Pfizer says COVID recall offers protection against omicron variant

Pfizer said Wednesday that a booster of its COVID-19 vaccine could offer significant protection against the new omicron variant even though the initial two doses appear significantly less effective.

Pfizer and partner BioNTech said that while two doses may not be strong enough to prevent infection, lab tests showed a 25-fold boost in antibody levels able to fight the omicron. For people who have not yet received a booster, the companies said two doses should still prevent serious illness or death.

Health authorities in the United States and other countries have urged eligible people to receive a third dose even before these results.

“Get your third boost ASAP,” Pfizer Chief Scientific Officer Dr. Mikael Dolsten told The Associated Press. “It’s heartwarming and a very positive message that we now have a plan that will induce immunity that can protect against infections, symptomatic illnesses and serious illnesses from now on throughout the winter season.”

President Joe Biden said the discovery of the Pfizer recall is “very encouraging” although he cautioned, “that’s the report from the lab. There are more studies going on.

Pfizer and BioNTech tested blood samples taken one month after a booster and found that people had levels of omicron-neutralizing antibodies similar to the amounts shown to be protective against earlier variants after two doses. For the lab tests, the researchers cultured samples of so-called “pseudoviruses” that contain the worrying new mutations.

Scientists don’t yet know how much of a real threat the omicron variant poses. Currently, the extra-contagious delta variant is responsible for most cases of COVID-19 in the United States and other countries.

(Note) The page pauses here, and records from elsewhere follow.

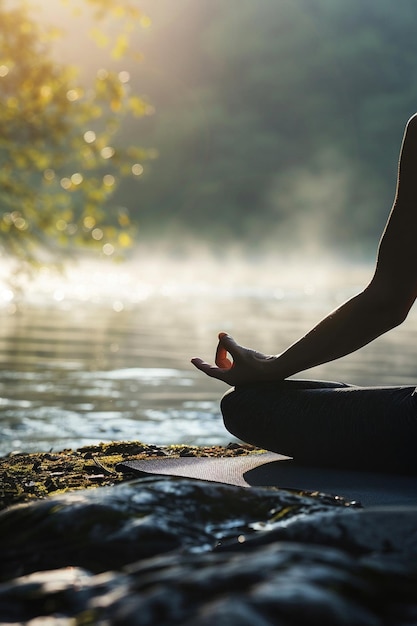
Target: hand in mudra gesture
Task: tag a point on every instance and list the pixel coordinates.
(235, 364)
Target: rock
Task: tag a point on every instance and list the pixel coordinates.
(171, 552)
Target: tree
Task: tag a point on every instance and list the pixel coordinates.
(60, 161)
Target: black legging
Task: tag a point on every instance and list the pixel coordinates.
(328, 424)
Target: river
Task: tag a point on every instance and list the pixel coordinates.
(104, 353)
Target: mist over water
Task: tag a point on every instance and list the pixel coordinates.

But the omicron variant, discovered late last month, carries an unusually high number of mutations and scientists are racing to find out how easily it spreads, whether it causes more severe or milder disease than other types. of coronavirus – and to what extent it could escape the protection of previous vaccinations.

Pfizer’s findings, announced in a press release, are preliminary and have not yet undergone scientific review. But they are the first from a vaccine maker to examine whether the booster doses that health authorities are urging people to get can actually make a key difference.

Moderna and Johnson & Johnson are also testing their vaccines for resistance, but health authorities will be watching closely for concrete evidence of the spread of omicron in highly vaccinated populations.

If it becomes dominant and causes serious illness, regulators will have to decide whether vaccines need to be changed to better match omicron — recipe changes that manufacturers are already beginning, just in case.

Scientists have speculated that the high jump in antibodies that accompanies a third dose of current COVID-19 vaccines might be enough to counter any decrease in effectiveness.

Despite the large number of mutations omicron carries, “it’s still not a full escape variant, it’s a partial escape variant,” BioNTech CEO Ugur Sahin said during a briefing. press conference.

Antibody levels predict how well a vaccine can prevent coronavirus infection, but they are only one layer of the immune system’s defences. Pfizer said two doses of the vaccine should still protect against severe disease, because omicron mutations don’t appear to impede another defense – T cells that fight the virus after infection.

A small laboratory study in South Africa also concluded that people may be more susceptible to breakthrough infections with omicron after just two doses of Pfizer. Scientists at the Africa Health Research Institute in Durban found a sharp drop in antibody strength against omicron compared to other variants, although they did not test the boosters. Pfizer boosters are not yet available in South Africa, but health workers are being offered extra doses of the single-shot J&J vaccine.

Preliminary results from South Africa suggest that people vaccinated after a previous episode of COVID-19 retained more protection – reflecting that initial injections are known to trigger a huge jump in antibodies after a previous infection.

Even if there are more breakthrough infections after two doses, most experts believe vaccines will still work against the omicron variant because of the other immune defenses they trigger, said Willem Hanekom, co-author of the South African study.

“The more antibodies you can have on board, the better you’ll do, at least in these lab experiments,” Hanekom said. “So booster shots could be very important.”

A US expert agreed that preliminary results from the recall are encouraging, although more information is needed.

But if omicron ends up causing serious disease and becoming common around the world, “it could be much better treated with vaccines that are tailored to specifically protect against this variant,” said Dr Jesse Goodman of the University of Georgetown, former head of vaccines for the Food and Drug Administration. .

Vaccine manufacturers are already tweaking their vaccine recipes to create an omicron-specific dose when needed. Pfizer predicted its nominee could be ready for review by regulators in March.